The impact of the COVID-19 pandemic has continued to place extreme challenges on healthcare organizations across the country to provide adequate nurse staffing levels to meet patient demand. Prior to the pandemic in March of 2020, healthcare organizations were already struggling to fill nursing vacancies due to retirements outpacing new entrants to the field, an increased demand for services from medically complex, aging, and chronic disease populations, and challenging workplace environments with inadequate support.
As demand for healthcare services rapidly increased during the initial COVID-19 surge and through subsequent variant surges, many health care organizations raced to secure nurse staffing through offering lucrative financial incentives for overtime as well as increasing numbers of travel nurses at increased rates. Labor costs from these staffing strategies since 2020 have increased costs per patient-day by an estimated 8%, or an additional $24 billion annually during the pandemic.
Many of these increased costs were offset by federal supplemental CARES act funding in 2020, but as those supplemental payments have stopped, up to 53% of hospitals are expected to have negative margins in 2022.
The impact of COVID-19 on the nursing workforce has continued to exacerbate these challenges and it is not likely to change soon. The US Bureau of Labor Statistics predicts that jobs for nurses will grow by 6% through 2031, and an additional 203,200 new entrants to the field will be needed annually to replace those who are retiring or leaving the workforce.
Although schools of nursing have increased enrollment over the last decade, critical shortages of nursing faculty have caused nursing programs to turn away more than 80,000 qualified applicants annually.
Difficulty in securing an adequate pipeline into the profession is not the only antecedent. As the pandemic raged on, there has been a significant negative impact on the nursing work environments nationally. Inadequate pipelines and workforce supply have forced organizations to make concessions such as increasing nurse workloads and overtime, which further erode the work environment, which ultimately may increase patient harm and nurse turnover.
Editorial: Addressing the nurse workforce crisis: a call for greater integration of the organizational behavior, human resource management and nursing literatures.
Some nurses who have experienced the negative impact of this cycle have chosen to leave the profession altogether, further impacting the workforce pipeline.

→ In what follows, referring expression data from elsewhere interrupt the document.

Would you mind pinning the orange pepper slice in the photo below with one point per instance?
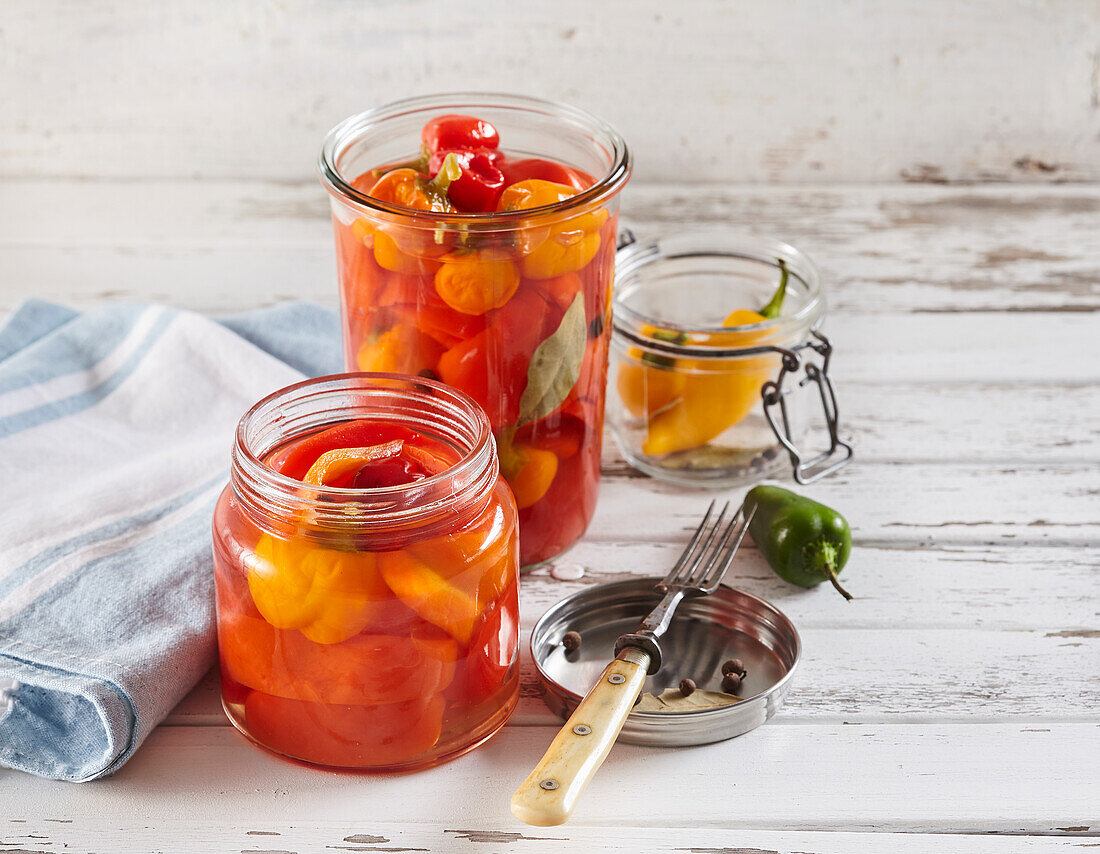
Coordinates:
(559, 248)
(427, 592)
(345, 735)
(694, 401)
(474, 283)
(342, 461)
(328, 595)
(400, 349)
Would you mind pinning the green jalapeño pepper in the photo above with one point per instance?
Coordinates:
(803, 542)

Many of the initiatives to solve the nursing workforce crisis have been centered on the individual nurse through financial incentives and temporary labor contracts. This approach centers on increasing human capital, which may be defined as the acquired knowledge, skills, and experience of individuals that enable them to act in new ways that are economically valuable to both the individual and to the organization.
Although adequate compensation and numbers of nurses are a vital component in the ability to provide safe and effective care, nurse leaders must also pay attention to and design interventions to improve the network of relationships or social capital in the organization. Investment in social capital may help to improve the nursing work environment as well as improve patient and organizational outcomes. The purpose of this article is to explore the role that social capital may play in helping to mitigate the nursing shortage.
Social Capital in the Nursing Workforce
The concept of social capital was first introduced in nursing literature in the mid-1990s and has continued to evolve.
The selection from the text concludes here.